Articulation

  • What is articulation?
    Articulation is the production of speech sounds in words to produce intelligible speech that is understood by a variety of listeners.

    Many children exhibit speech sound substitutions and omissions (deletions of sounds).

    Please refer to the speech sound development charts on the link for playingwithwords365 for more information regarding speech sound development and articulation errors.

    What is phonology? 
    Phonology is the systematic organization of sounds within language.

    Many children demonstrate difficulties with phonological processes. Many of the phonological processes which are often seen at the elementary level include: fronting, backing, stopping, final consonant deletion, gliding, vowelization, cluster reduction, initial voicing and assimilation.

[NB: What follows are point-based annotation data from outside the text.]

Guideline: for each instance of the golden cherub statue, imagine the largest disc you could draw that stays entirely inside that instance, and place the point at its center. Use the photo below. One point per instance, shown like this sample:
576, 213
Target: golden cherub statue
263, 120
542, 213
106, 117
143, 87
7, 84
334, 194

    Fronting: When a student produces a sound typically made in the front of your mouth (t,d) in place of other sounds.
    Backing: When a student produces a sound typically made in the back of your mouth (k,g) in place of other sounds.
    Stopping: When a  student produces a fricative like (f,s) or an affricate (sh,ch) in substitution for a stop like (p,d).
    Gliding: When a student produces a glide sound (w,y) for a liquid sound (l, r)
    Final Consonant Deletion: When a student does not produce the final consonant of a word (e.g. foo/food).
    Vowelization: When a student produces a vowel sound in place of a liquid sound (l, r).
    Cluster Reduction: When a student does not produce both sounds in a blend (e.g. s/sl or b/bl)
    Initial Voicing: When a student substitutes a voiced consonant for an unvoiced consonant (e.g. gey/key).
    Assimilation: When a student produces one sound that is the same or similar to another sound in the word (e.g. bub/bug, kug/cup).